Doch wenn ich für viel Geld kein Eigentum erwerbe, sondern nur ein stark eingeschränktes Nutzungsrecht, und dann auch noch misstrauisch überwacht werde, ob ich diese Beschränkungen nicht vielleicht doch umgehe, dann macht das Kaufen einer CD oder DVD keinen Spaß mehr. Den reinen Inhalt und das gleiche Nutzungsrecht bekomme ich auch für lau aus dem Internet. Physisch greifbares echtes Eigentum nicht.

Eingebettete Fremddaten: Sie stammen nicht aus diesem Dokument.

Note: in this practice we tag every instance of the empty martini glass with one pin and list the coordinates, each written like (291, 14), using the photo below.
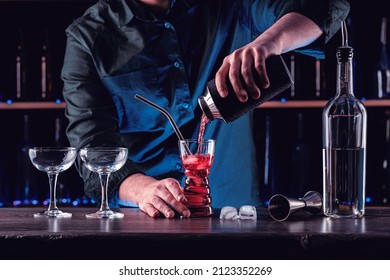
(52, 160)
(104, 161)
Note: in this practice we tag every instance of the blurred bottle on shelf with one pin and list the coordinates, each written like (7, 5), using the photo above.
(382, 67)
(26, 192)
(320, 79)
(267, 162)
(300, 161)
(46, 69)
(21, 68)
(384, 176)
(4, 182)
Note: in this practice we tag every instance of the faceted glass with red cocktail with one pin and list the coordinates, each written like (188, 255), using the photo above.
(197, 157)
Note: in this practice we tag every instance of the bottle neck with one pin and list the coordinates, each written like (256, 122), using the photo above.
(344, 77)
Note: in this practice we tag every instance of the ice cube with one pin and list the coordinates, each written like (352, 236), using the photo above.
(247, 212)
(228, 213)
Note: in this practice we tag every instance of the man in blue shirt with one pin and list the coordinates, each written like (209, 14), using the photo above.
(166, 51)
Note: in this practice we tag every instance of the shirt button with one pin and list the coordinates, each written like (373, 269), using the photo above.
(185, 105)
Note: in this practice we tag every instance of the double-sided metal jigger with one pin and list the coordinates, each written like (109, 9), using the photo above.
(281, 207)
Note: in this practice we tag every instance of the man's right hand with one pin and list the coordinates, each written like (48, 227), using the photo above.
(154, 197)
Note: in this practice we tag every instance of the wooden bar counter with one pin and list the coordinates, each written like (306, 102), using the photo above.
(138, 236)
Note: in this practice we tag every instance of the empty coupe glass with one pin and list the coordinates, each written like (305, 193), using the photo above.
(104, 161)
(52, 160)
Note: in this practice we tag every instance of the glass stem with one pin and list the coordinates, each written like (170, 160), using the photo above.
(104, 184)
(53, 185)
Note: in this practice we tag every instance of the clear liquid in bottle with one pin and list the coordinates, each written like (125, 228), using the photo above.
(344, 145)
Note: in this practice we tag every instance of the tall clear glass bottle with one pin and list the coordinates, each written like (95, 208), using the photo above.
(384, 170)
(344, 120)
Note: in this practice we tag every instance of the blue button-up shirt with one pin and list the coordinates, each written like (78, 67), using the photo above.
(119, 48)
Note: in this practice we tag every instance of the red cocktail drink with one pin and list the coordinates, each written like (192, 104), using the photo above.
(197, 160)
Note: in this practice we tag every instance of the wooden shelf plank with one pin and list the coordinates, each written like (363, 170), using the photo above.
(32, 105)
(270, 104)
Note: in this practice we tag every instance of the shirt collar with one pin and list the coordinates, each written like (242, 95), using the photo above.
(130, 9)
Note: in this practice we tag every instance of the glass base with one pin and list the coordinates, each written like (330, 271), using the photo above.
(105, 214)
(53, 214)
(201, 211)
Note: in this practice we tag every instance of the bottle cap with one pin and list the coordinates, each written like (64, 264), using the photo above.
(207, 105)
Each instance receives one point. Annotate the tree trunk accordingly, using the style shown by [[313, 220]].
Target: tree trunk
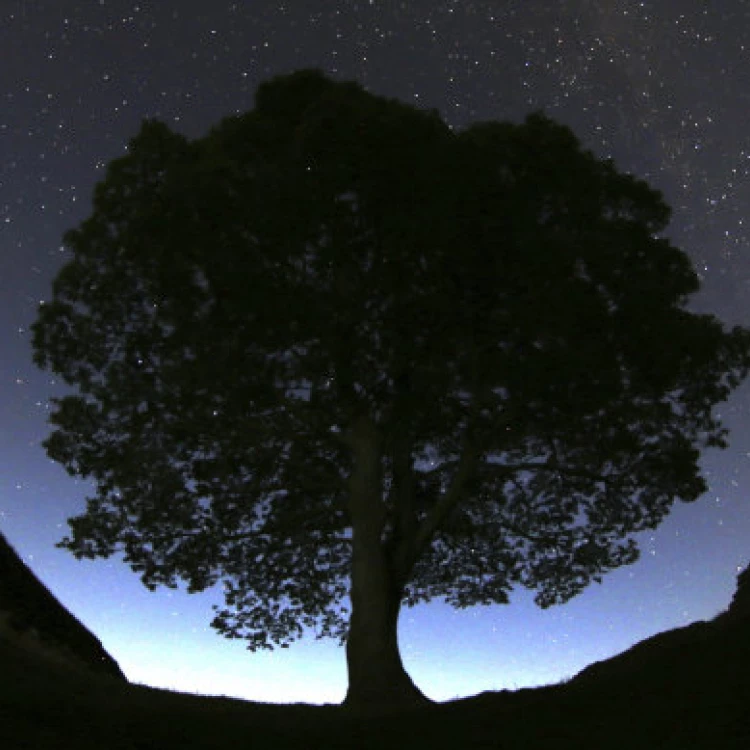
[[377, 678]]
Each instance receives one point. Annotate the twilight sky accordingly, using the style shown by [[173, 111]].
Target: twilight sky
[[657, 86]]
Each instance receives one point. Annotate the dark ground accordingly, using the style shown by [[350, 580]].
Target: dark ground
[[687, 688]]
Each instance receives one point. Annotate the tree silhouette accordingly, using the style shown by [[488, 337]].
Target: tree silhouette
[[335, 353]]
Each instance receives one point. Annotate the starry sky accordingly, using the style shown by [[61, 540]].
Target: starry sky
[[662, 88]]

Ein Stück Popmusik, das ich mir aus dem Internet ziehe, hat ungefähr den gefühlten Wert eines Kaugummis aus dem Automaten. Man steckt ein paar Cent rein, kaut eine Weile auf dem Ergebnis herum, und dann weg damit. Warum sollte man dafür mehr ausgeben als ein paar Cent? Bleibende Werte hingegen sind was Anderes.

Ein bleibender Wert benötigt auch ein entsprechendes Drumherum. Nehmen wir als Beispiel man die . Eine Aphroditestatue aus dem antiken Griechenland. Mit Sicherheit ein bleibender Wert. Sie ist sogar so teuer, dass kaum Jemand sie kaufen könnte. Doch abgesehen von ihrem Wert an sich, und dem Wert, den ihr die Geschichte gibt, was macht so eine Statue noch wertvoll? Nehmen wir einmal an, diese Statue wäre verdreckt und würde zwischen jeder Menge Ramsch in einem Hinterhof rumliegen. Dann ist diese Statue nur noch kaputt (es fehlen die Arme) und kaum noch was wert. Wer nun Musik anbietet wie Ramsch auf dem Hinterhof, muss sich nicht wundern, wenn der Wert entsprechend eingeschätzt wird. Um den Wert zu präsentieren und zu unterstreichen, gehört Ambiente dazu. Und um den Besitz begehrenswert zu machen, muss am Ende auch echtes Eigentum bei rauskommen.